Agora é preciso ultrapassar integralmente o niilismo ativo sem subterfúgios e isso significa poder dispensar as convicções do passado e os valores tradicionais. Nos Fragmentos Póstumos, Nietzsche aponta para um homem que além de permanecer muito atento a necessidade de uma interpretação para tornar possível uma nova compreensão, apuração da faculdade de interpretar, discernir, decifrar signos e enigmas, já busca se libertar de um maniqueísmo estreito. Este homem seria dos mais comedidos, porque é aquele que não tem necessidade de extremas demonstrações de fé e não apenas admite, como ama, uma boa parte do acaso, do absurdo; este seria aquele que pode pensar a respeito de alguém com uma significativa redução de seu valor, sem com isso se tornar pequeno e fraco. Eles seriam, portanto, “homens que estão seguros de seu poder e, com orgulho consciente, representam a alcançada força do homem” (NIETZSCHE, 2011, p. 55).
No extremo do niilismo está aquele que desvaloriza todos os supremos valores, aquele que consegue aplicar em si o sentido e a lógica de todo o processo de tal modo, que o alcança no nível da consciência. Consegue deixar o passado onde ele está e tratar do futuro que está por vir sem nenhum ressentimento pelo que passou.

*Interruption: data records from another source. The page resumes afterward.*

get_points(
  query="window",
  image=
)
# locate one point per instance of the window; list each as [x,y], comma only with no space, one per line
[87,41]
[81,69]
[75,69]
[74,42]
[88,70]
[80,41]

A chegada a esse niilismo só pode ser empreendida após a total vivência da aceitação de que a vida está na dimensão do nada, na falta de escopo e de sentido. Na verdade, o que Nietzsche afirma é que o homem, a partir do momento em que inicia esse processo de transformação interna, estará retornando ao que ele considerou uma verdadeira vida, dotada de discernimento global, compreensão e interpretação dos niilismos anteriores, além de muita sensibilidade e principalmente – refinamento histórico. Esse retorno é uma forma simbólica de retomada do modelo de vida dos gregos do período da Tragédia grega.
References:
ABBAGNANO, Nicola. Dicionário de Filosofia. São Paulo: Martins Fontes, 2000.
BOTTON, Alain de. As consolações da filosofia. Trad.: Eneida Santos. Rio de Janeiro: Rocco, 2001.
DELEUZE, Gilles. Nietzsche a Filosofia. Trad. Ruth Joffily Dias e Edmundo Fernandes Dias. Rio de Janeiro: 1976.
FERRY, Luc. Vencer os medos: a filosofia como amor à sabedoria. Trad. Claudia Berliner. São Paulo: 2008.
GIACÓIA JUNIOR, Oswaldo. Nietzsche O humano como memória e como promessa. Petropólis: Vozes, 2013.
MACHADO, Robeto. Artigo: A alegria e o Trágico. Leituras de Zaratustra. Rio de Janeiro: Mauad X: Faperj, 2011.
NIETZSCHE, Friedrich. Assim falou Zaratustra. Trad. de Mário da Silva. 8°ed. Rio de Janeiro: Bertrand Brasil, 1995.